The economic uncertainty caused by the U.K.’s referendum on its European Union membership this week will put a lid on Germany’s robust export growth this year, the country’s leading foreign trade group stated Monday.
Earlier predictions that German exports would grow 4.5% in 2016 needed to be revised downwards, Anton F. Börner, president of the Federation of German Wholesale, Foreign Trade and Services, said in Berlin.
“It will be 4.1% minus X,” he said. ” I cannot estimate X for you.” The federation will present a revised estimate later this summer.
A vote for a British exit from the EU, or “Brexit,” on Thursday would be most damaging, Börner said, calling it “the end of the EU as we know it”. It would have a “suction effect”, embolden populist parties across the EU, and damage the region’s economy, he said.
“Brexit leads to insecurity and a loss of trust over the years. This is poison for the economy in the U.K. and in all of Europe,” he said, pointing to the British stock market and the pound Sterling as particularly vulnerable in the immediate aftermath of a Leave vote.
The pound weakened last week as some polls predicted the leave side would win the vote. Tumbling exchange rates against the dollar and euro would continue after a vote to leave, Börner said. “We (in Germany) will also have a loss in growth that you could feel,” he added.
Börner, however, said German and European politicians should–and would–allow the U.K. to retain access to the EU’s single market, even if it votes to leave the bloc.
“Bridges will be built to them,” he said, mentioning Norway’s arrangement.
Leading politicians in Germany and Europe, including recently Finance Minister Wolfgang Schäuble, have warned Britain wouldn’t retain access to the single market if it left the EU and would have to renegotiate this access.
Thilo Brodtmann, managing director of Germany’s influential mechanical engineering association VDMA, also warned on Monday that “for Great Britain to leave the EU would be a setback for Europe as an industry hub… A long period of insecurity would follow a Brexit.”

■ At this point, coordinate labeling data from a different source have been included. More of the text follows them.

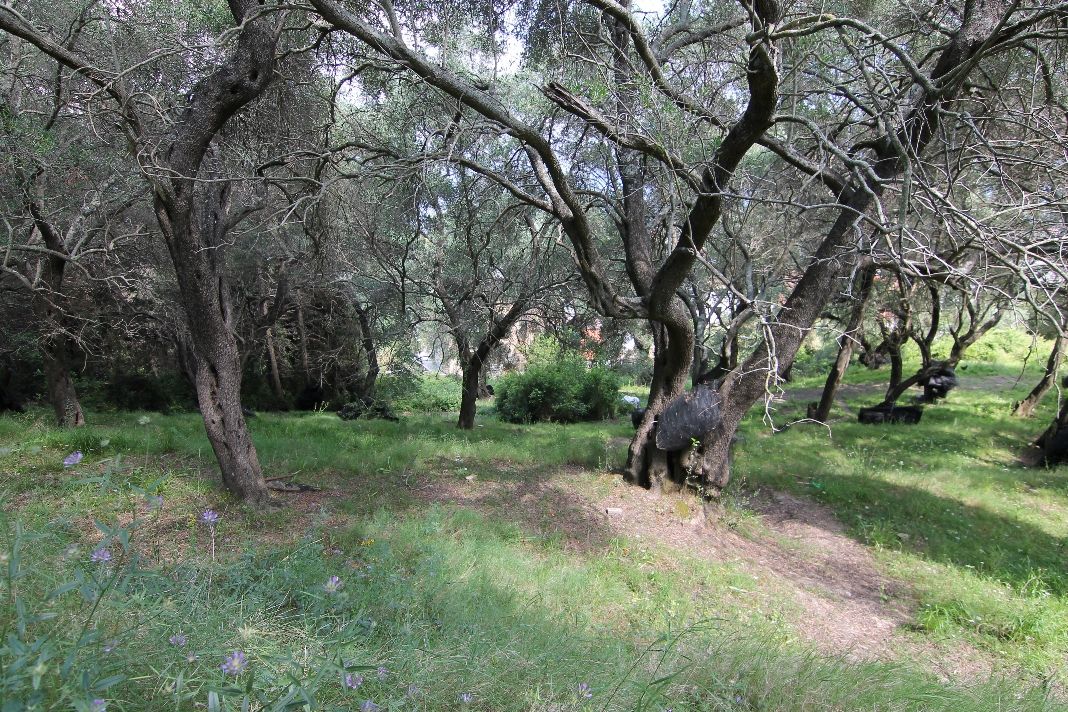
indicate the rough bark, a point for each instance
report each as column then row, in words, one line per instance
column 962, row 339
column 1026, row 407
column 862, row 290
column 473, row 360
column 276, row 376
column 55, row 347
column 370, row 352
column 193, row 219
column 748, row 383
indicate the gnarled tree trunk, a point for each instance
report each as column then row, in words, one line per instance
column 862, row 290
column 1026, row 407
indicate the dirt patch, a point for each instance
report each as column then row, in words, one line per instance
column 799, row 552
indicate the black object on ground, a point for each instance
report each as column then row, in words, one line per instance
column 880, row 414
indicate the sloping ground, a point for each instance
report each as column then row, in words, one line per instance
column 826, row 584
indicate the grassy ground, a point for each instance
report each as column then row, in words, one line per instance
column 452, row 600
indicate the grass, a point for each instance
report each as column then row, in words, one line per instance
column 453, row 598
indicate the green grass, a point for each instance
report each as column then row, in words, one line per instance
column 946, row 506
column 497, row 599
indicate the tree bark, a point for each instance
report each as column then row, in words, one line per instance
column 276, row 377
column 193, row 219
column 745, row 384
column 862, row 290
column 370, row 352
column 1026, row 407
column 472, row 370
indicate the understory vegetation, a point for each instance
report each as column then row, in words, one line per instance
column 444, row 569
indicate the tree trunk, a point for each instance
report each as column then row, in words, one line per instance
column 370, row 352
column 61, row 391
column 472, row 370
column 276, row 378
column 863, row 289
column 896, row 367
column 217, row 365
column 647, row 464
column 1026, row 407
column 55, row 347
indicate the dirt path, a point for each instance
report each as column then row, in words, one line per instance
column 798, row 552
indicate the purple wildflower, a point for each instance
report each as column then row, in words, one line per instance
column 235, row 663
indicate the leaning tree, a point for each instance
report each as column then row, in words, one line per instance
column 873, row 121
column 172, row 94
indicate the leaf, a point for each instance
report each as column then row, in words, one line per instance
column 108, row 682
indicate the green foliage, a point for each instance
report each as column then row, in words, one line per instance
column 420, row 393
column 564, row 391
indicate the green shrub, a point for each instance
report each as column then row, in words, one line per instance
column 420, row 392
column 562, row 392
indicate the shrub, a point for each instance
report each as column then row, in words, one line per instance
column 562, row 392
column 420, row 392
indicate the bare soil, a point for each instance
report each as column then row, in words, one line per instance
column 832, row 590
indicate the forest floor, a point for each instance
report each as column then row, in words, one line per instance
column 850, row 567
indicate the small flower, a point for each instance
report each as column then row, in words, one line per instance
column 235, row 663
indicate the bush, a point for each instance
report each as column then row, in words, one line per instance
column 562, row 392
column 420, row 392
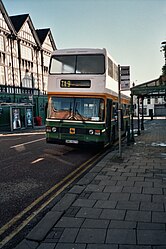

Three quarters of the machines built in Germany are exported outside of the country, according to the group. The U.K is the fourth most-important foreign market for the sector, with a trade volume of EUR7.2 billion ($8.12 billion) in 2015. According to the group, machine exports to the U.K. fell in the first quarter this year to around EUR1.7 billion, a 4% drop over the same period last year.